How to deal with mysqldump and innodb_buffer_pool_size?

Solution 1:

This seems to be an old thread but is still one of the concerns of a DBA. We can admit that a simple SELECT one of the developers does in a production database, depending on the size of the table and the amount of memory reserved for the Buffer Pool, can create troubles for InnoDB to move around pages that will not be accessed anymore to have in place again those being served to client requests coming from the applications.

Reducing the Buffer Pool will lead to the same problem, as the case here is to try to keep the Buffer Pool with the "right" set of pages (pushed to the Buffer Pool by having the applications touching them) even running a mysqldump for the data. Even if the data wasn't archived data, the problem is pointed on the docs:

By default, pages read by queries are immediately moved into the new sublist, meaning they stay in the buffer pool longer. A table scan, performed for a mysqldump operation or a SELECT statement with no WHERE clause, for example, can bring a large amount of data into the buffer pool and evict an equivalent amount of older data, even if the new data is never used again. Similarly, pages that are loaded by the read-ahead background thread and accessed only once are moved to the head of the new list. These situations can push frequently used pages to the old sublist where they become subject to eviction. https://dev.mysql.com/doc/refman/5.7/en/innodb-buffer-pool.html

Put in simple, if you run a mysqldump on your master, you can end having an effect of having a not warmed-up InnoDB Buffer Pool, full of pages your applications don't request to be in memory.

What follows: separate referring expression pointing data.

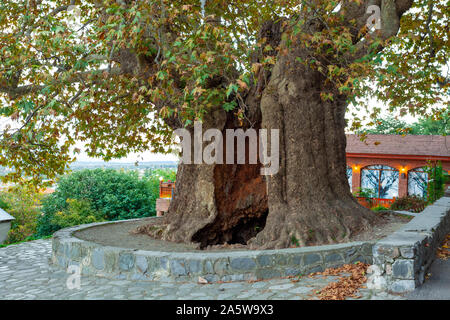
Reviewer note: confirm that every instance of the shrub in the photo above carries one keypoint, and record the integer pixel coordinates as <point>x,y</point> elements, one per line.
<point>77,212</point>
<point>22,203</point>
<point>436,182</point>
<point>409,203</point>
<point>95,195</point>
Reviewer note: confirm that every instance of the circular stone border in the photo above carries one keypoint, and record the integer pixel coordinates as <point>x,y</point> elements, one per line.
<point>123,263</point>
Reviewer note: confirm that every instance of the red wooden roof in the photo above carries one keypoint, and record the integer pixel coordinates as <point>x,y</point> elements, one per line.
<point>414,145</point>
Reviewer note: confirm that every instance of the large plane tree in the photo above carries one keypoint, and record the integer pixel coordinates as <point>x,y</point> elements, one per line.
<point>122,75</point>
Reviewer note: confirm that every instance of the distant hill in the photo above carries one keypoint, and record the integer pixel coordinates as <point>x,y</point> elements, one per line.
<point>80,165</point>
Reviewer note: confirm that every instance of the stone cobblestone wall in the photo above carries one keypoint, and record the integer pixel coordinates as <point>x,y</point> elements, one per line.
<point>401,260</point>
<point>120,263</point>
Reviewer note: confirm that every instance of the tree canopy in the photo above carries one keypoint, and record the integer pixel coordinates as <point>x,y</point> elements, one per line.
<point>120,75</point>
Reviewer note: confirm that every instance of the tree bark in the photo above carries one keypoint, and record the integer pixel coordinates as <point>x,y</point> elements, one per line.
<point>308,202</point>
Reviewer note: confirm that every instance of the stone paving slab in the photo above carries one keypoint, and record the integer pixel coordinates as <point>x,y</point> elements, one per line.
<point>26,273</point>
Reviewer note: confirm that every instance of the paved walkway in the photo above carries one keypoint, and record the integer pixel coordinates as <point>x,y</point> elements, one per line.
<point>437,287</point>
<point>25,273</point>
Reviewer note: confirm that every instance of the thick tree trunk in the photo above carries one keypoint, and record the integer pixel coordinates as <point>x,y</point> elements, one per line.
<point>215,204</point>
<point>307,202</point>
<point>309,199</point>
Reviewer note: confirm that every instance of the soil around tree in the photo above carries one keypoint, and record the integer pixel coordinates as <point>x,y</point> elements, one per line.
<point>132,235</point>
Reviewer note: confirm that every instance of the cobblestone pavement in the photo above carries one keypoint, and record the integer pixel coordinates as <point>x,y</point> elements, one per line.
<point>25,273</point>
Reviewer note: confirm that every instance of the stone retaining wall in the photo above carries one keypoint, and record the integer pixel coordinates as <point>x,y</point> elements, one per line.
<point>121,263</point>
<point>401,260</point>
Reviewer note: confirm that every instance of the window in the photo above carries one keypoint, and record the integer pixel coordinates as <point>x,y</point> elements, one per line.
<point>349,176</point>
<point>417,182</point>
<point>383,180</point>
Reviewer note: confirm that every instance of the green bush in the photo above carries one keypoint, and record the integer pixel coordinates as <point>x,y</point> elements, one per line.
<point>436,182</point>
<point>77,212</point>
<point>409,203</point>
<point>23,204</point>
<point>96,195</point>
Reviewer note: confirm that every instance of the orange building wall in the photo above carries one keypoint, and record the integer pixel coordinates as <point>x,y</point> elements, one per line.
<point>402,165</point>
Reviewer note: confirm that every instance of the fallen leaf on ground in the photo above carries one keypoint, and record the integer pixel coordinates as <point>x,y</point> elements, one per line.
<point>346,286</point>
<point>202,280</point>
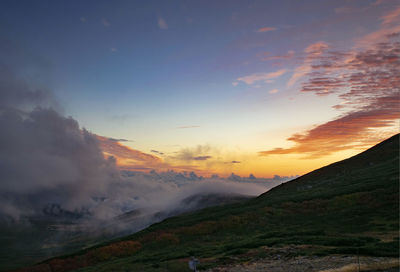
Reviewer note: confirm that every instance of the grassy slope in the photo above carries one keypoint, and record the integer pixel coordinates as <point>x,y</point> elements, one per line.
<point>348,207</point>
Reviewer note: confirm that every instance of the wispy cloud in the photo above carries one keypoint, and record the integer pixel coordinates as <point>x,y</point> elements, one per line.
<point>367,81</point>
<point>289,55</point>
<point>266,29</point>
<point>190,126</point>
<point>312,51</point>
<point>266,77</point>
<point>162,24</point>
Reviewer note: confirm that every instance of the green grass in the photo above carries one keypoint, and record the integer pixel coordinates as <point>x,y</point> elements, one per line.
<point>344,208</point>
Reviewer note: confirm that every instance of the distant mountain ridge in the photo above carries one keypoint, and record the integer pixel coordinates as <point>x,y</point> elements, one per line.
<point>350,207</point>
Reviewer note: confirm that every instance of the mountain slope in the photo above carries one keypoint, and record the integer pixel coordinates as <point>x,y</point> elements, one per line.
<point>348,207</point>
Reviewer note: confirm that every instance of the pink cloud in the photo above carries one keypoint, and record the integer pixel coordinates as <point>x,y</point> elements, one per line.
<point>251,79</point>
<point>367,81</point>
<point>266,29</point>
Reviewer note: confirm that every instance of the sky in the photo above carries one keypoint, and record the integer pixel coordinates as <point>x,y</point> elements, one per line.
<point>215,87</point>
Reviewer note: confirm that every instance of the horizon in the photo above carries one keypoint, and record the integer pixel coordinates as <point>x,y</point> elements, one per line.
<point>262,88</point>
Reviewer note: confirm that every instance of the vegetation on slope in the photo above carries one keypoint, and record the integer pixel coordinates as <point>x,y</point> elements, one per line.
<point>349,207</point>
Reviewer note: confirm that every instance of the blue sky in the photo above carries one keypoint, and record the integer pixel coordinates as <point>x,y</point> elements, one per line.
<point>140,70</point>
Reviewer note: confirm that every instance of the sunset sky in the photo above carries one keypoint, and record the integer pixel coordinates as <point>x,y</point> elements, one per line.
<point>215,87</point>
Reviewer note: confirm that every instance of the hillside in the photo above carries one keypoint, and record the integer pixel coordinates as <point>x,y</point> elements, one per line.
<point>349,207</point>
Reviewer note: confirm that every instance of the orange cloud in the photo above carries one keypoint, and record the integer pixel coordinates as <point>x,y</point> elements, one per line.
<point>368,82</point>
<point>134,160</point>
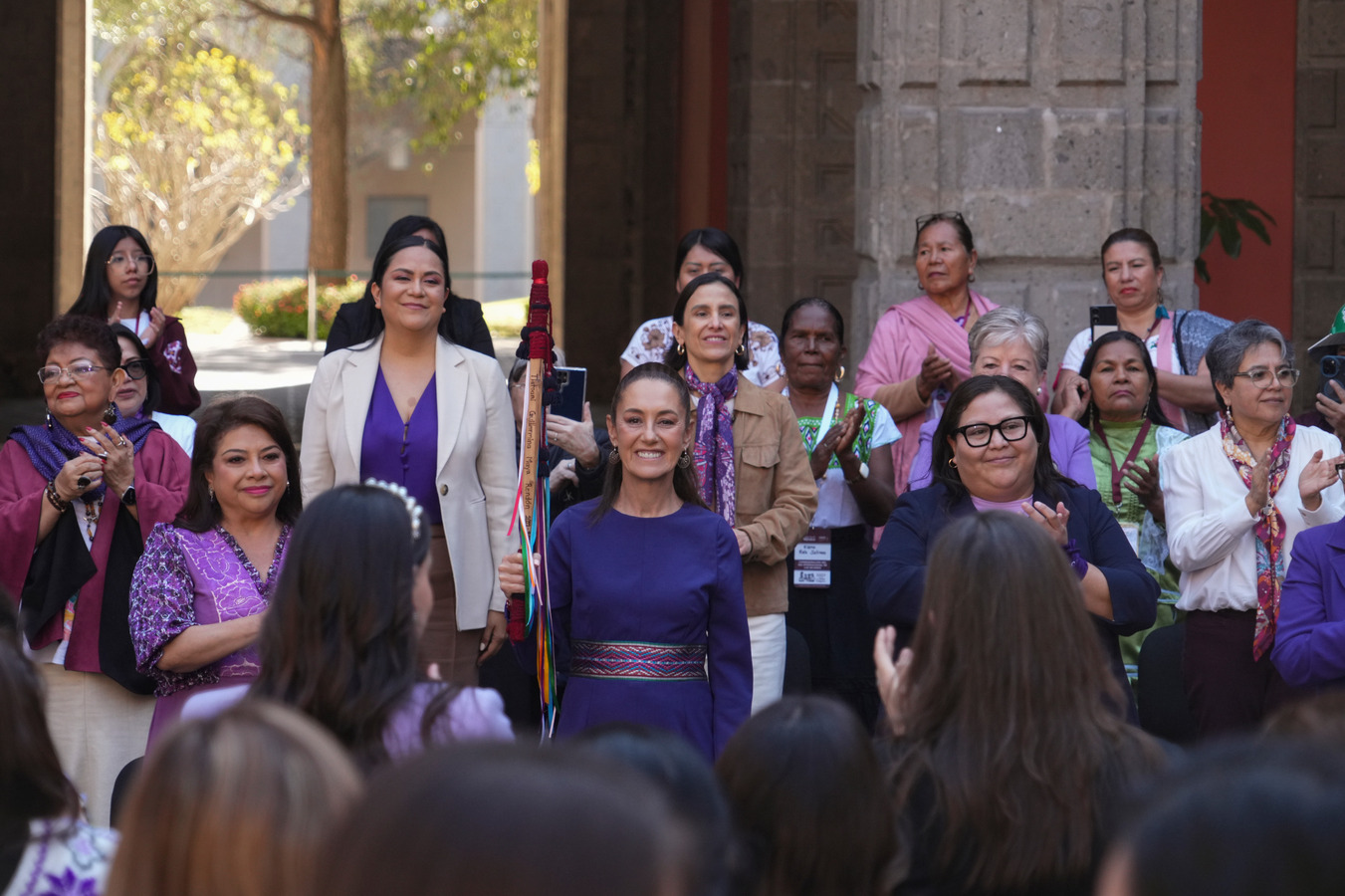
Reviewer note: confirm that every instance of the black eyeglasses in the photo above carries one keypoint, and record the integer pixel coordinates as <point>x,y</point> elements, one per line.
<point>980,435</point>
<point>924,221</point>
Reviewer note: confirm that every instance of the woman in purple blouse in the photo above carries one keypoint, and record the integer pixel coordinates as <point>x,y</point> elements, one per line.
<point>202,585</point>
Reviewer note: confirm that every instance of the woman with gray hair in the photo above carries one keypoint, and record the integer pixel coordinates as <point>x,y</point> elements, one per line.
<point>1012,341</point>
<point>1236,497</point>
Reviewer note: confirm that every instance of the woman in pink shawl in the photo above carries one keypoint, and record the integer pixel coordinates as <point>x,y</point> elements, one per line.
<point>919,348</point>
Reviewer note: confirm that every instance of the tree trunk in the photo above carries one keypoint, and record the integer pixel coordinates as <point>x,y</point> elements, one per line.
<point>330,218</point>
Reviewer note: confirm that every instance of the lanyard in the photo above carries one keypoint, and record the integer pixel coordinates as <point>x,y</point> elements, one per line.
<point>1130,458</point>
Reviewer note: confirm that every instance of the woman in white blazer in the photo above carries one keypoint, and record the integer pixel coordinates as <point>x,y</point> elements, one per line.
<point>416,409</point>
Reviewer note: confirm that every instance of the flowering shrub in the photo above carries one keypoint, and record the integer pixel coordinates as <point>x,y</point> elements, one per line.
<point>280,307</point>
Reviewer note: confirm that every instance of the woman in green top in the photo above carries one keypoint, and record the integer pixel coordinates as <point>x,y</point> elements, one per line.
<point>1127,431</point>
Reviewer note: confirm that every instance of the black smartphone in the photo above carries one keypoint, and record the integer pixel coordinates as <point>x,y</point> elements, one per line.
<point>570,383</point>
<point>1102,319</point>
<point>1333,367</point>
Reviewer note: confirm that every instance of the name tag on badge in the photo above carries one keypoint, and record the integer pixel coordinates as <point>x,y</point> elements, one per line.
<point>812,560</point>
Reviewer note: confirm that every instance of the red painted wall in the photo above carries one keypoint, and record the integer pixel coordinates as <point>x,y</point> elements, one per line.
<point>1245,99</point>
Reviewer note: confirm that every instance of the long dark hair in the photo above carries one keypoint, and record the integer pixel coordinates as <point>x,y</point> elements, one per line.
<point>1009,711</point>
<point>1153,410</point>
<point>1044,475</point>
<point>221,417</point>
<point>675,359</point>
<point>31,781</point>
<point>805,791</point>
<point>683,478</point>
<point>153,391</point>
<point>95,294</point>
<point>339,640</point>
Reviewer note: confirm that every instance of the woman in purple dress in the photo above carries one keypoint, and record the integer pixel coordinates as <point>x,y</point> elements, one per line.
<point>659,635</point>
<point>202,586</point>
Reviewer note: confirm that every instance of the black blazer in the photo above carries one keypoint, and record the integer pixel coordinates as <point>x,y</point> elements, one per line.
<point>897,572</point>
<point>463,324</point>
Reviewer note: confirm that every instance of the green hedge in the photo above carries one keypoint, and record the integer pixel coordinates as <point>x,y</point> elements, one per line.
<point>280,307</point>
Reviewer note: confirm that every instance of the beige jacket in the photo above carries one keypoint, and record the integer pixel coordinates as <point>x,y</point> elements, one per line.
<point>478,473</point>
<point>777,495</point>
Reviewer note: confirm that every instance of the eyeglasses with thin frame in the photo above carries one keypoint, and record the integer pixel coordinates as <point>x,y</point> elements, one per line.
<point>1264,377</point>
<point>141,263</point>
<point>980,435</point>
<point>136,368</point>
<point>79,370</point>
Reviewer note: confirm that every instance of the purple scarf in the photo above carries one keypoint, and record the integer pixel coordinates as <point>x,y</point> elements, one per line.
<point>50,447</point>
<point>715,441</point>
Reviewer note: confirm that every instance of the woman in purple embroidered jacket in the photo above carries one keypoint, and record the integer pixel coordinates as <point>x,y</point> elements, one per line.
<point>646,582</point>
<point>202,586</point>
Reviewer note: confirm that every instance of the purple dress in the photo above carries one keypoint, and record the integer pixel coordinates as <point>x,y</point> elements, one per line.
<point>191,578</point>
<point>651,623</point>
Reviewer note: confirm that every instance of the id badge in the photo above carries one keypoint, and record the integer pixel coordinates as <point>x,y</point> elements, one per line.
<point>812,560</point>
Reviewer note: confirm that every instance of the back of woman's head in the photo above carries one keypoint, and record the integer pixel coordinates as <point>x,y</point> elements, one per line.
<point>495,819</point>
<point>805,792</point>
<point>1009,708</point>
<point>31,781</point>
<point>339,639</point>
<point>237,804</point>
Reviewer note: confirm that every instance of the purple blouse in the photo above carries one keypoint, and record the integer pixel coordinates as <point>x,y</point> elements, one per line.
<point>402,454</point>
<point>191,578</point>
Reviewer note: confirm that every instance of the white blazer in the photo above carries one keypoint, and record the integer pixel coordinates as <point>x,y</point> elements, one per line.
<point>478,471</point>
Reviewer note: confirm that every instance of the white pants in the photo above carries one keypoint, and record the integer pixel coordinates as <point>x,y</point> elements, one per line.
<point>99,727</point>
<point>767,634</point>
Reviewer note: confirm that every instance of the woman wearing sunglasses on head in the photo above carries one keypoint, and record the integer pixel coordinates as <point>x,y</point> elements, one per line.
<point>992,452</point>
<point>140,394</point>
<point>121,286</point>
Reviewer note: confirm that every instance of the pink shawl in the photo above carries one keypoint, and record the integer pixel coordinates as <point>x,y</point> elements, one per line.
<point>900,341</point>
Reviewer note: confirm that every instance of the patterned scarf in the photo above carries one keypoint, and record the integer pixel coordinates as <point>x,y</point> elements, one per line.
<point>1270,528</point>
<point>50,447</point>
<point>713,451</point>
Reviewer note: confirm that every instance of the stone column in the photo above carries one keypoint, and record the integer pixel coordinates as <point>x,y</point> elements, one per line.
<point>1048,124</point>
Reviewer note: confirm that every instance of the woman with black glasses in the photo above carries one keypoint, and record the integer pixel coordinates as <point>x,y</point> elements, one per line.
<point>140,394</point>
<point>992,452</point>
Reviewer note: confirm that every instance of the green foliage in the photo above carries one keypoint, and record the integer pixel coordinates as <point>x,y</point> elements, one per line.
<point>1227,218</point>
<point>280,307</point>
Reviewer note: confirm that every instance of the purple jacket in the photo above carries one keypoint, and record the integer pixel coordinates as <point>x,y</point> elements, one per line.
<point>1310,634</point>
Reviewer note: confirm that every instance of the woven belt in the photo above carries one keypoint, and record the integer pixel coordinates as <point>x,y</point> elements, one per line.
<point>636,661</point>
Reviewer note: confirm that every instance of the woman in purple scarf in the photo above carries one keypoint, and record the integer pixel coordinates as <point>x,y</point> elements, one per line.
<point>750,459</point>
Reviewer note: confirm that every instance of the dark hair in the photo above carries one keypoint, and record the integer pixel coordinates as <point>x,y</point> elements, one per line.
<point>685,780</point>
<point>1133,234</point>
<point>91,333</point>
<point>683,478</point>
<point>1010,713</point>
<point>807,795</point>
<point>716,241</point>
<point>677,360</point>
<point>1044,475</point>
<point>505,819</point>
<point>814,302</point>
<point>221,417</point>
<point>31,781</point>
<point>95,294</point>
<point>1241,818</point>
<point>951,218</point>
<point>153,391</point>
<point>1153,410</point>
<point>339,640</point>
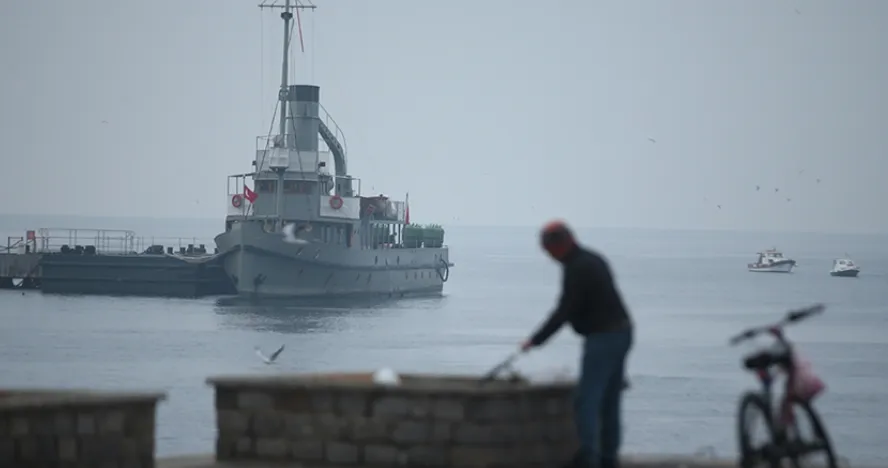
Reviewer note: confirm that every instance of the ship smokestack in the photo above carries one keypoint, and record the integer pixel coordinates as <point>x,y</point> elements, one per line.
<point>302,129</point>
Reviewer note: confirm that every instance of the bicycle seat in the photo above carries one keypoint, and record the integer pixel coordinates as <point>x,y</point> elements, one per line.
<point>766,359</point>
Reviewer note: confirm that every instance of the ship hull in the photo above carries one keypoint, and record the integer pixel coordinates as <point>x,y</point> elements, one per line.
<point>845,273</point>
<point>262,264</point>
<point>776,267</point>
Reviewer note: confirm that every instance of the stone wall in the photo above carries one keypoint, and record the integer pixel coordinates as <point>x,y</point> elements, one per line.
<point>77,429</point>
<point>346,420</point>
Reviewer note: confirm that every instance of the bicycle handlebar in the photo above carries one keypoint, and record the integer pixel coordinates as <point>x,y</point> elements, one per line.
<point>791,317</point>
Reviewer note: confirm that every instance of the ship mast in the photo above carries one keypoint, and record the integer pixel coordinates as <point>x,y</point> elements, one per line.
<point>283,94</point>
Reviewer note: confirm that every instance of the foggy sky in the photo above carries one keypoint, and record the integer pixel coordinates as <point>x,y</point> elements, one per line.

As per what you also can read on the manual, you need to make the buffer pool scan resistant, and I found the below:

In mixed workloads where most of the activity is OLTP type with periodic batch reporting queries, which result in large scans, setting the value of innodb_old_blocks_time during the batch runs can help keep the working set of the normal workload in the buffer pool. When scanning large tables that cannot fit entirely in the buffer pool, setting innodb_old_blocks_pct to a small value keeps the data that is only read once from consuming a significant portion of the buffer pool. For example, setting innodb_old_blocks_pct=5 restricts this data that is only read once to 5% of the buffer pool. https://dev.mysql.com/doc/refman/5.7/en/innodb-performance-midpoint_insertion.html

I'd say that I'd try on labs first to SET a session value for the innodb_old_blocks_time as, e.g. 10000 (ms), which means keep these pages for 10000 - 10 seconds - and protect my buffer pool against full table scans (as greater this value, as more pages will be kept at the old sublist). Even the docs for this variable says that, so, I would try that in a lab first. And then, you run the mysqldump command.

bianchi@box01:/# mariadb -e "SET GLOBAL innodb_old_blocks_time=100;" -vv
--------------
SET GLOBAL innodb_old_blocks_time=10000
--------------

Query OK, 0 rows affected (0.000 sec)

Bye

bianchi@box01:/# time mysqldump --opt \
--hex-blob --routines --triggers --events \
--single-transaction --databases <db-name> > test.dump

bianchi@box01:/# mariadb -e "SET GLOBAL innodb_old_blocks_time=DEFAULT;" -vv
--------------
SET GLOBAL innodb_old_blocks_time=DEFAULT
--------------

Query OK, 0 rows affected (0.000 sec)

Bye

An alternative is to have a replica available, not part of the regular load-balancing rotation so you can mess up with that database Server Buffer Pool.

I hope it helps.

Cheers!